Il riscaldamento durante l’inverno, può incidere notevolmente sulla bolletta ma, contenere i costi dell’energia senza dover per forza rinunciare al mantenimento in casa di un ambiente caldo e confortevole è possibile, basta regolare il termostato in maniera corretta.
Per risparmiare è importante modificare le proprie abitudini di consumo e puntare sull’efficienza energetica:
- La prima mossa da mettere in pratica consiste nel regolare il termostato e impostare la temperatura interna sulla base delle effettive necessità. Ovviamente, per poter ottenere il risparmio desiderato è fondamentale che il termostato funzioni correttamente: non trascurate quindi il controllo dei filtri e la manutenzione della caldaia e dei termosifoni.

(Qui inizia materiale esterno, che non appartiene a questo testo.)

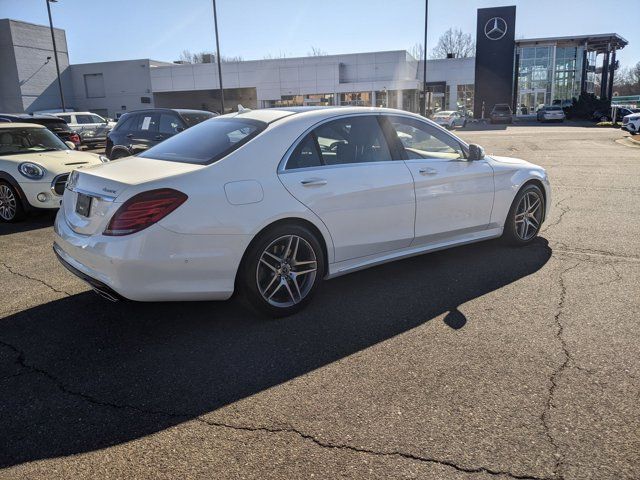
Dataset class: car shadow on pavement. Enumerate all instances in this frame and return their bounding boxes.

- Una volta effettuato il controllo, un primo passo da fare è quello di impostare la temperatura al minimo, intorno ai 18/20 gradi: si evitano così le inutili dispersioni di calore e si può risparmiare fino al 15 per cento su gas e riscaldamento.
- La soluzione più indicata è invece quella che consiste nel mantenere il riscaldamento acceso lungo tutta la giornata a una temperatura minima che possa comunque mantenere il calore e ridurre l’umidità all’interno dell’ambiente domestico (ricordate che una caldaia regolata al “minimo” rende molto di più rispetto ad un funzionamento ad alta temperatura perché la quota di calore perso nei fumi è inferiore).
I moderni impianti di riscaldamento sono dotati inoltre di un dispositivo capace non solo di programmare il termostato in maniera discontinua ma anche di regolare la temperatura di mandata dell’acqua. E questo vuol dire che, mantenendo la caldaia accesa al minimo e la temperatura di mandata dell’acqua bassa, otterrete un risparmio del 15 per cento.